Fig. 1
From: Multi-modal Language models in bioacoustics with zero-shot transfer: a case study

(a) In conventional supervised learning, input samples are typically mapped to digital labels, often discrete in nature for categorical classification. Each label represents a single category, and there are no inherent semantic relationships encoded within this labeling system. Furthermore, all categories must be explicitly defined prior to training and remain unchanged during inference, leading to considerable limitations on the applications of such models in real-world. (b) Multi-Modal Language Models (Audio-Language Models in this example) align audio embeddings and their corresponding language description embeddings into a shared feature space.
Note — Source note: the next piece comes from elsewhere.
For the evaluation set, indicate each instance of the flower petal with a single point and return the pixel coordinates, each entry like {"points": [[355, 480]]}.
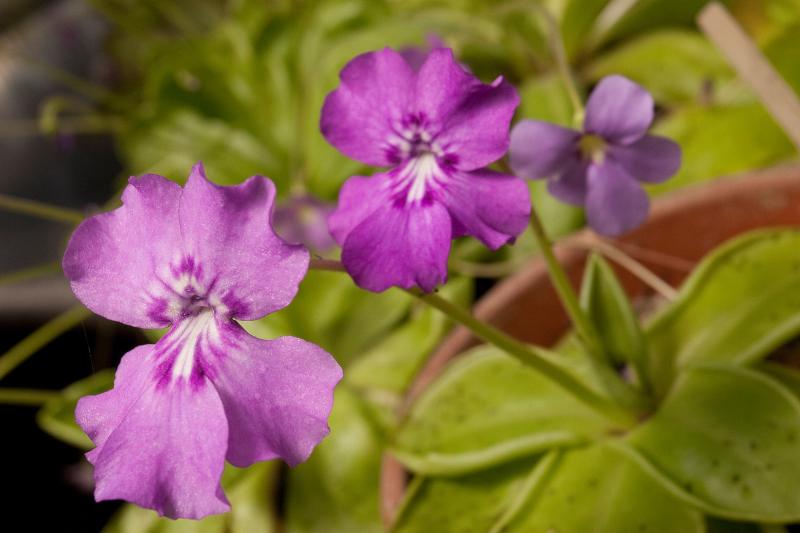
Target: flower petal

This learning paradigm does not rely on fixed sets of predefined categories as text descriptions are usually unique to each audio sample and are not confined to categorical concepts. In the above text description example, not only are concepts of “wheel rolling”, “adults talking”, and “birds singing” encoded, but relational concepts like “over footsteps” are also encoded and associated with corresponding sounds. (c) In the absence of categorical labels in training and due to the similarity-based nature of this learning paradigm, we can define a set of text categories during inference (Bird and Noise in this example) to determine which language embedding of these post-defined categories the audio sample is most similar to. In the above example, the embedding of a bird audio is more similar to the language embedding of the text prompt, “This is a sound of Bird.” Consequently, we can classify this audio as a sound of birds.